When the deal was originally struck, Ottawa offered Quebec no compensation for assuming administrative responsibilities for the HST, nor for any loss in sales tax revenue stemming from the harmonization.
However, as the feds sought tax harmonization deals with other provinces in ensuing decades, it wooed them with rich compensation packages. In 1997, New Brunswick, Newfoundland and Nova Scotia shared $961-million in compensation for harmonizing their taxes; two years ago, Ontario agreed to a $4.3 billion compensatory package, while British Columbia’s move to a Harmonized Sales Tax earned them $1.6 billion from the feds.
Quebec first expressed concerns about its lack of compensation when the Atlantic provinces’ deal was unveiled. Its complaints got louder in the wake of the Ontario and B.C. deals. On April 28, 2009, the Bloc’s critic for the Economic Development Agency of Canada for the Regions of Quebec, Jean-Yves Laforest, introduced a motion in the House of Commons calling for the feds to negotiate in good faith with the Government of Quebec to resolve the dispute, demanding a compensation package prorated to that awarded Ontario.
On January 26th, when the Bloc released their list of demands for the 2011 federal budget, a $2.2 billion HST compensation package was chief among them.

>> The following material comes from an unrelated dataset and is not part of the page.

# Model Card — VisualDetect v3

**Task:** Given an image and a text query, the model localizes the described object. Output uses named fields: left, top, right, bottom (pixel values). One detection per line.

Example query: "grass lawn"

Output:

During Monday’s question period in the House of Commons, Duceppe claimed that after months of negotiations between Ottawa and the Liberal government of Jean Charest in Quebec City, a draft agreement to resolve the dispute awaited only the signature of Finance Minister Jim Flaherty. NDP MP Thomas Mulcair, who represents the Montreal riding of Outremont, further suggested that the federal government was stalling on finalizing the agreement, rather than including it in the budget, for political reasons. He argued that its absence from the budget would make it impossible for the Bloc to support the government, and that the unveiling of a deal during an election campaign would help the Conservatives curry favour in Quebec.
In a post-budget interview, Flaherty dismissed the claims, suggesting that there were fundamental problems with the proposal Quebec submitted, and that he had yet to receive additional information he’d requested from the province. However, he wouldn’t rule out the possibility that a deal could get done soon — possibly in the midst of an election campaign.